Ein Projekt mit Aperty anlegen
Nach dem Start von Aperty wird zunächst ein Projekt mit Porträtaufnahmen angelegt. Über den zweiten Button oben links gelangt man in die Projektübersicht. Per Drag & Drop können wir nun die zu bearbeitenden Aufnahmen hinzufügen. Neben herkömmlichen Bildformaten wie JPEG kann natürlich auch das RAW-Format verwendet werden. Nachdem das Projekt angelegt wurde, werden die Bilder in einem ausblendbaren Filmstreifen am unteren Rand angezeigt, wo wir das zu bearbeitende Bild auswählen können. Und wenn nötig: Auch nachträglich können wir jederzeit Bilder zum Projekt hinzufügen oder entfernen.
Presets festlegen
Ich persönlich beginne mit einem Preset. Aber das ist eine Frage des persönlichen Geschmacks. Skylum bringt von Haus aus viele nützliche Presets mit und in Zukunft werden sicher noch mehr über den Shop erhältlich sein. Presets sind gespeicherte Voreinstellungen, die man jederzeit mit den verschiedenen Reglern an seine persönlichen Bedürfnisse anpassen kann. Es ist auch möglich, eigene Presets zu erstellen und abzuspeichern. Dies soll hier aber nicht weiter vertieft werden. Ich wähle an dieser Stelle das Preset Verbessern.
Maskierung verwenden
Aperty bietet auch die Möglichkeit, Masken zu verwenden. Zur Auswahl stehen automatische Masken für eine Person, den Hintergrund oder den Himmel. Für die Masken gibt es weitere Optionen, wie das Hinzufügen oder Entfernen von Bereichen mit einem Pinsel, einem Verlaufswerkzeug oder einem radialen Verlaufswerkzeug. Die Masken können auch invertiert, gefüllt oder gelöscht werden. Auf diese Weise könnt ihr die Person, den Hintergrund oder den Himmel partiell bearbeiten. Es ist natürlich auch möglich, Masken nur mit dem Pinsel, dem Verlaufswerkzeug oder dem Radialen Verlaufswerkzeug zu erstellen. Eine Maske für den Luminanzbereich gibt es ebenfalls. Ich finde die Maskenfunktion insgesamt gut gelungen und intuitiv. Man kann damit auch sehr gut mit Bildern arbeiten, die keine Porträtaufnahmen sind.

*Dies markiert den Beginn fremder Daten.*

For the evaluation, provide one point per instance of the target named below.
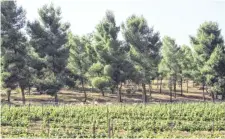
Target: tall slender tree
(144, 48)
(48, 37)
(169, 64)
(207, 39)
(78, 61)
(14, 51)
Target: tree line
(44, 54)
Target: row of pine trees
(44, 54)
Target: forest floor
(69, 96)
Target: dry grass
(74, 97)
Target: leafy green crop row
(125, 120)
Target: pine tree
(207, 39)
(169, 64)
(78, 61)
(144, 49)
(14, 50)
(49, 38)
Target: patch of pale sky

Leider sind die automatischen Maskenfunktionen wie Person(en) maskieren nicht immer sehr genau und man muss nacharbeiten. Das macht die Konkurrenz schon deutlich besser. Zum Vergleich habe ich hier z.B. Adobe Lightroom mit Motiv auswählen verwendet.
Bild zuschneiden und Fehler beseitigen
Bevor ich ein Bild bearbeite, passe ich bei Bedarf den Ausschnitt und das Seitenverhältnis an. Dabei bietet Aperty auch das Drehen und Spiegeln an. Für die Korrektur optischer Fehler gibt es Optionen gegen Verzeichnung, Defringing, chromatische Aberration, Vignettierung und bei Bedarf auch eine Transformationsmöglichkeit.

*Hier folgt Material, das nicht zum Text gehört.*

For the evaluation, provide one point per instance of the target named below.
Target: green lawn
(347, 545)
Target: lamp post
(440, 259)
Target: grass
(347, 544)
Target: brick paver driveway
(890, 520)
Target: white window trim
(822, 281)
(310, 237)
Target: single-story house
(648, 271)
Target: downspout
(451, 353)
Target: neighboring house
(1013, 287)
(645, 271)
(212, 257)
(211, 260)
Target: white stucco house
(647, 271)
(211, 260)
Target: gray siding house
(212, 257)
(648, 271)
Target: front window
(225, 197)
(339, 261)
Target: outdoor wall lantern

Wesentliche Bearbeitung des Bildes
Für die grundlegenden Bildeinstellungen stehen alle notwendigen Werkzeuge für Belichtung und Farbe zur Verfügung. Außerdem gibt es eine Gradationskurve, Werkzeuge zum Schärfen und Nachbearbeiten feiner Details, Rauschunterdrückung und die Erzeugung von Schwarzweißbildern, bei denen die einzelnen Farbkanäle angepasst werden können. Also alles, was ein echter RAW-Konverter normalerweise bietet. Grundsätzlich kann man Aperty daher auch für Bilder verwenden, die keine Porträtaufnahmen sind.
Die Werkzeuge sind allerdings keine Neuentwicklungen und wurden vermutlich von Luminar Neo an Aperty angepasst. Wenn ihr Bilder im RAW-Format verwendet, findet ihr hier auch Kameraprofile zur Auswahl. Dies ist jedoch abhängig vom Kamerahersteller. So finden sich die beliebten Fujifilm-Filmsimulationen nicht unter den Kameraprofilen. Dieses Problem kennt man allerdings schon von Luminar Neo. Hat man ein Preset ausgewählt, wurden hier bereits einige Werte in den Grundeinstellungen verändert und man kann nun die Feinabstimmung vornehmen. Die einzelnen Werkzeuge lassen sich teilweise auch auf Masken anwenden. So benutze ich z.B. den Pinsel, um einzelne Bereiche wie Haare, Bart oder Augen im Bild nachzuschärfen.